The show’s use of a discordant and messy violin score underlying the chaos within the foggy, peaceful, sleepy town of Jagrana is very telling. It reflects a world where criminals run clumsily, cops lose their way, shootouts occur with sloppy yet hilarious brutality, and police investigations are interested in attaining results that do not upset the apple cart or the status quo of the rich and powerful. But its grittiness sometimes becomes uncomfortable, as ‘Kohrra’ follows the tradition of shows like ‘Paatal Lok’, where the violence towards women and even queer characters sometimes borders on unnecessary.
Taking the interrogation of Veera and the violence being depicted, it could be argued that shocking the audience is, in essence, the purpose of the scene, it also runs the risk of luxuriating in the violence. ‘Kohrra’ does walk the tightrope in showcasing corporal violence and ‘copaganda’, and yet almost immediately shows the failure of these methods within subsequent scenes or in the immediate next episode. It provides a unique texture to the story while condemning the overreliance on violence. But expecting an angle towards a female-centric story or a queer story without resorting to violence is not the writers’ forte. More importantly, the show is not interested in that perspective.

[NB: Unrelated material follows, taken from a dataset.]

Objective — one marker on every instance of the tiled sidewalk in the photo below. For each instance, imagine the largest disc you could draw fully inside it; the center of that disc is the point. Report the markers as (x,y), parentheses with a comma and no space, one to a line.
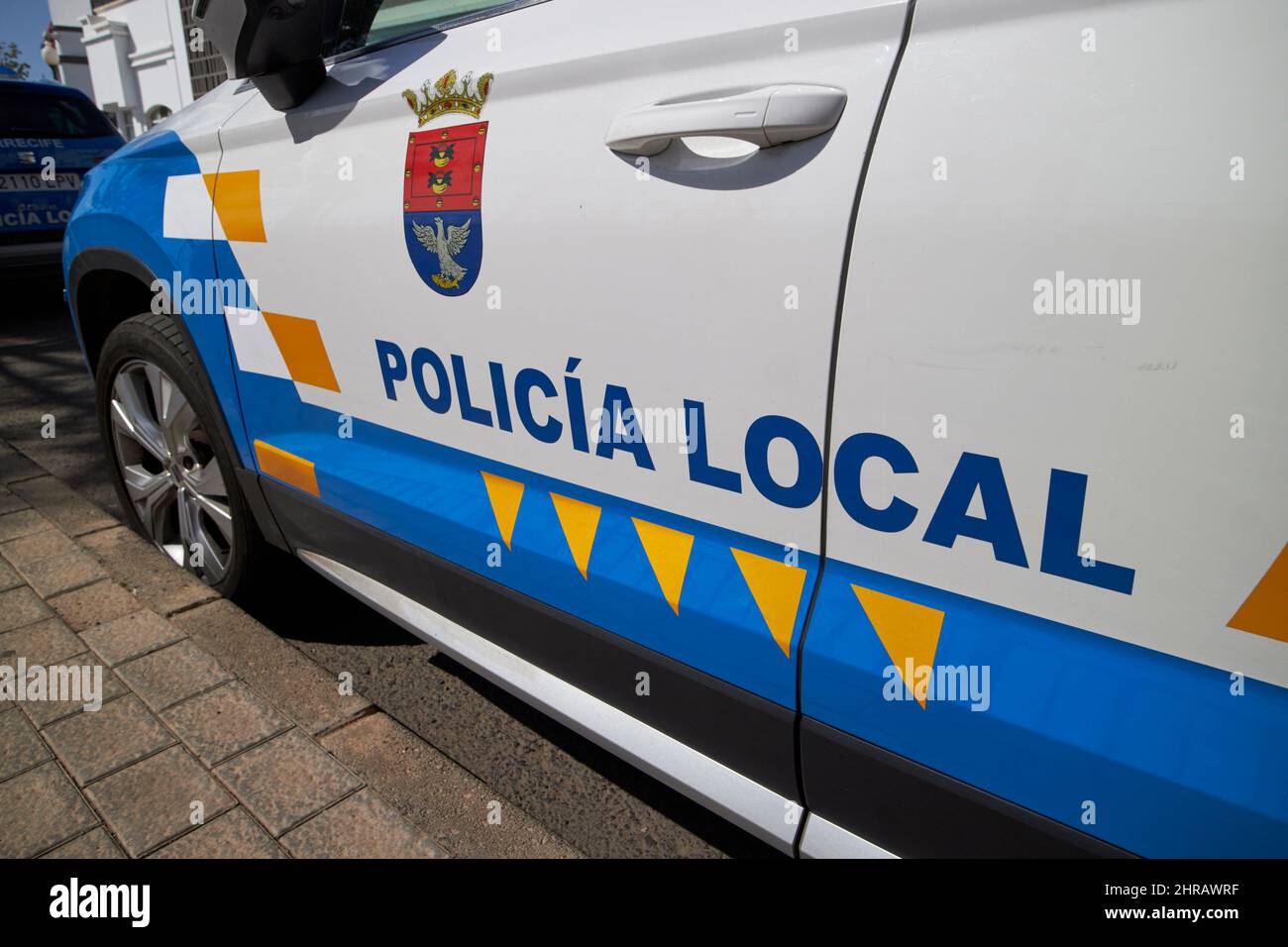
(215,738)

Barun Sobti’s Garundi is an unique character in how he utilizes his comic-relief chops through careless cruelty and flippant usage of slurs and violence. But amidst all of that, his character is also funny and searching for love in a family where he is already tied into a messy conundrum. That conundrum is explained, but it does not leave much of an impact. The advantage of ‘Kohraa’ overall is the hiring of actors who are far better at times than the material for their characters. For Garundi, it is elevating a mostly sketchy character by Sobti, but for Balbir Singh, it is Surinder Vicky’s haunted visage and vulnerability that make Singh such a compelling character to follow even as he spirals further downward. ‘Kohrra’ stumbles in its denouement, however, where the revelation of the case is left until the very end, which is one of the few times that the show resorts to using cliches in investigative storytelling so blatantly.
Amidst the deluge of long-form storytelling that completely escapes the nuances of this format, ‘Kohrra’ reveals itself to be a breath of fresh, dank, foggy air. Its exploration of characters and crafting of compelling protagonists to follow brings the show into the winning column in a year already filled with strong Indian web series. It does not have the same blistering energy as ‘Paatal Lok’, but it makes up for it with a contemplative air, highlighting the messiness of humanity as it threatens to unspool and unravel at any moment. Murder is just the flashiest of inciting incidents; it is the smaller shockwaves of familial strife and deceit that impact the hardest.